NDS has three objectives for management of urban stormwater in areas of the city draining into creeks:
1. Protect Aquatic Organisms: Minimize the fluctuation of stream levels and disturbance of creek beds during storms that account for up to 90 percent of the total volume of rainfall in a given year.
Why? Creeks within urban areas receive too much stormwater flow too often, completely altering the sensitive equilibrium between storms and creek organisms.
How? Stormwater volumes entering our creeks as surface water will decrease by letting stormwater infiltrate into soils. Stormwater turns into ground water that seeps into creeks and keeps water at a level that is habitable for fish and other aquatic organisms.
2. Protect Creek Channels: Where possible, NDS will be used to reduce the disturbance of creek channels to pre-development levels.
Why? Prior to development, large rainstorms significantly changed the physical form of creek channels only once a year or less. The use of traditional drainage systems in developed areas increases the speed and volume of stormwater flows. Subsequently, the physical form of creek channels changes more frequently. This leads to the damage of wildlife habitat.

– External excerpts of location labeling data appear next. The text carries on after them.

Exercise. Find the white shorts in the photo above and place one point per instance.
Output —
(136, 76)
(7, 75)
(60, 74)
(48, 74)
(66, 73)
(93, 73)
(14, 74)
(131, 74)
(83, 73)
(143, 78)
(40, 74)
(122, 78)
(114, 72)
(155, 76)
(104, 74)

How? By infiltrating into soils, stormwater flows and volumes entering our creeks will decrease and the physical form of creek channels will change less frequently.
3. Improve Water Quality: Reduce pollutants reaching water bodies.
Why? Urban environments generate pollutants that are transported to creek systems by stormwater, impacting creek life and the food chain that includes humans.
How? Soils and vegetation absorb water and filter out or chemically break down many contaminants.